What problem does this paper attempt to address?
### Problems the paper attempts to solve
This paper explores whether large language models (LLMs) can replace some or all of the human work in software engineering manual annotation tasks. Specifically, the paper attempts to solve the following problems:
1. **Cost problem**: In software engineering research, evaluating the effectiveness of tools and techniques usually requires human - subject studies, which are both expensive and time - consuming. Recruiting and hiring professional programmers is costly, and low - cost participants such as students may not be able to provide generalizable results. Therefore, the paper explores the possibility of using LLMs to reduce these costs.
2. **Evaluation consistency problem**: A key issue in human - subject studies is inter - rater reliability. Different evaluators may make different judgments on the same task, leading to inconsistent results. By comparing the inter - rater agreement between LLMs and human evaluators, the paper explores whether LLMs can provide consistency comparable to that of human evaluators.
3. **Task suitability problem**: Not all software engineering tasks are suitable for LLMs to complete. By analyzing the model - model agreement and human - model agreement of different tasks, the paper proposes a method to determine which tasks are suitable for using LLMs.
### Main contributions
1. **First study**: This is the first systematic study of the application potential of LLMs in software engineering manual annotation tasks.
2. **Methodology**: A methodology is proposed to evaluate the performance of LLMs in different tasks and compare them with human evaluators.
3. **Task selection method**: A method based on model - model agreement is proposed to decide which tasks are suitable for using LLMs.
4. **Sample selection method**: A method based on model confidence is proposed to select specific samples that can be safely replaced by LLMs instead of human evaluators.
### Experimental design
The paper selected five datasets covering ten annotation tasks, which involve code summarization, name - value inconsistency, causality, semantic similarity, and static analysis warnings, etc. The experiment used six state - of - the - art LLMs, including closed - source models (such as GPT - 4, Claude - 3.5 - Sonnet, Gemini - 1.5 - Pro) and open - source models (such as Llama3, Mixtral).
### Experimental results
1. **Consistency level**:
- On some tasks, the model - human consistency of LLMs is equivalent to or close to the human - human consistency. For example, in the code summarization accuracy task, the human - human consistency is 0.38, while the model - human consistency is 0.48.

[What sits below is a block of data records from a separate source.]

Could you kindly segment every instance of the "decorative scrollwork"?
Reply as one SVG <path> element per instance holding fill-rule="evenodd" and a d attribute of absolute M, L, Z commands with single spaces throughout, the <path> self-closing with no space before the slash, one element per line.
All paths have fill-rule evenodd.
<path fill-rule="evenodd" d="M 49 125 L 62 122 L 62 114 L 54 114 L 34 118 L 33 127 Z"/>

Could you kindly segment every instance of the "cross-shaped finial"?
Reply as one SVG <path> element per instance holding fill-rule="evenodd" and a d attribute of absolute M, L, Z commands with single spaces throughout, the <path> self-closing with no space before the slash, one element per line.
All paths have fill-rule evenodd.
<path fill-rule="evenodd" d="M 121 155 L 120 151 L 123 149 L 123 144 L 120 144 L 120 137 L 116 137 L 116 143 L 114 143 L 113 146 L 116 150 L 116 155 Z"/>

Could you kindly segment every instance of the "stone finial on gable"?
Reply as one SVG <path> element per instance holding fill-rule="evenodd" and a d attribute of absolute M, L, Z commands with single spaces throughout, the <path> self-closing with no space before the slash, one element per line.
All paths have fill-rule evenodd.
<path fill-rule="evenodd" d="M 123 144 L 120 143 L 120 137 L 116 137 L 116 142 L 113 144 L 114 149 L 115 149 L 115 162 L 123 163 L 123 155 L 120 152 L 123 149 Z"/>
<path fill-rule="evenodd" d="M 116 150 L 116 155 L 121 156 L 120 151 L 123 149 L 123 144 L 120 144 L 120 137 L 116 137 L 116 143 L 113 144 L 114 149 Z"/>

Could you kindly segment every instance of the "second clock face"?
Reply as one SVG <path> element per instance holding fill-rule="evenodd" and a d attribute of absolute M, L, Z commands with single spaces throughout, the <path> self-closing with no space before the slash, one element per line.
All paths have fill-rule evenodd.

- On other tasks, LLMs perform poorly. For example, in the static analysis warning task, the human - human consistency is 0.80, while the model - human consistency is only 0.15.
2. **Model - model consistency**:
- There is a strong positive correlation between model - model consistency and model - human consistency (Spearman correlation coefficient is 0.65), which indicates that model - model consistency can be used as an indicator to judge whether a task is suitable for using LLMs.
3. **Sample selection**:
- The confidence of the model (output probability) can help select samples that can be safely replaced by LLMs instead of human evaluators. For example, in the code summarization similarity task, delegating 50% of the human evaluation tasks to LLMs (selected based on model confidence) will not significantly change the overall consistency.
### Conclusion
The research results of the paper show that LLMs can effectively replace human evaluators in some software engineering tasks, thereby reducing costs and time. However, for some tasks, the performance of LLMs is still not as good as that of humans. Through model - model consistency and model confidence, it is possible to better decide when and how to use LLMs.